Ticket 11044

Summary: submit to multiple partitions with GRES specified with patch
Product: Slurm Reporter: Bas van der Vlies <bas.vandervlies>
Component: SchedulingAssignee: Tim Wickberg <tim>
Status: OPEN --- QA Contact:
Severity: C - Contributions    
Priority: --- CC: dennis.stam, martijn.kruiten
Version: 20.11.4   
Hardware: Linux   
OS: Linux   
Site: SURF Alineos Sites: ---
Atos/Eviden Sites: --- Confidential Site: ---
Coreweave sites: --- Cray Sites: ---
DS9 clusters: --- HPCnow Sites: ---
HPE Sites: --- IBM Sites: ---
NOAA SIte: --- OCF Sites: ---
Recursion Pharma Sites: --- SFW Sites: ---
SNIC sites: --- Linux Distro: ---
Machine Name: CLE Version:
Version Fixed: Target Release: ---
DevPrio: --- Emory-Cloud Sites: ---
Attachments: multipartition gres fix
Also add patch for 20.02 version

Description Bas van der Vlies 2021-03-09 07:08:43 MST
Created attachment 18305 [details]
multipartition gres fix

At our site we have a lot of partitions for the different CPU/GPU types. So to make it easy for the user we have written a job_submit.lua script that submit to all cpu partitions or gpu partitions.  But this fails when we make use of GRES specification.

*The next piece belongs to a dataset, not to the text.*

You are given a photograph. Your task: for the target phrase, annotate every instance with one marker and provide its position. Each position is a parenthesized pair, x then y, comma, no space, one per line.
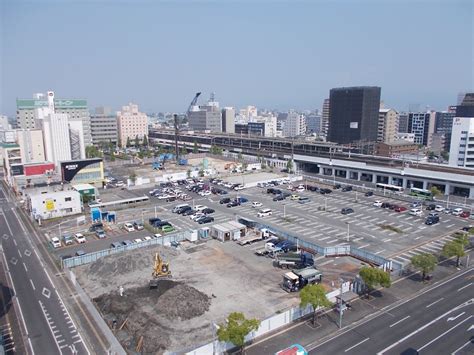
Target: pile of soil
(150,313)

In this cluster we do not have GPU so i defined a GRES type:
 * cpu_type

We have defined 2 no consumble flagcount only GRES:
 * e5_2650_v1 
 * e5_2650_v2

two partitions:
 * cpu_e5_2650_v1 --> 1 node
 * cpu_e5_2650_v2 --> 1 node

The last partition checked is `cpu_e5_2650_v2`. This important for this example.

No we submit a job that require GRES `e5_2650_v1`:
 * srun --exclusive  --gres=cpu_type:e5_2650_v1 --pty /bin/bash 
 * second job with the same GRES type fails with:
```
srun: error: Unable to allocate resources: Requested node configuration is not available
``` 

When we use the other GRES type `e5_2650_v2` the second job is queued as I would expect also for the above example. So the error code of the last partition determines the error code.

when we use the GRES type `e5_2650_v1` then the last partition `cpu_e5_2650_v2` returns `SLURM_REQUESTED_NODE_CONFIG_UNAVAILABLE = 2014`. That is also returned to the user. But in the first partition it could run but all nodes are busy `ESLURM_NODES_BUSY = 2016`. We should return this state when we have examined all partitions.

The patch attached implements this behaviour. Do not know if this is the right approach.
Comment 1 Bas van der Vlies 2021-03-24 11:39:22 MDT
Created attachment 18629 [details]
Also add patch for 20.02 version

This is the multipartition fix for slurm version 20.02. We are also using this version
Comment 2 Bas van der Vlies 2021-09-10 04:57:12 MDT
Is thers an update on this issue. Will it be addressed or is there a fix in a newer slurm version?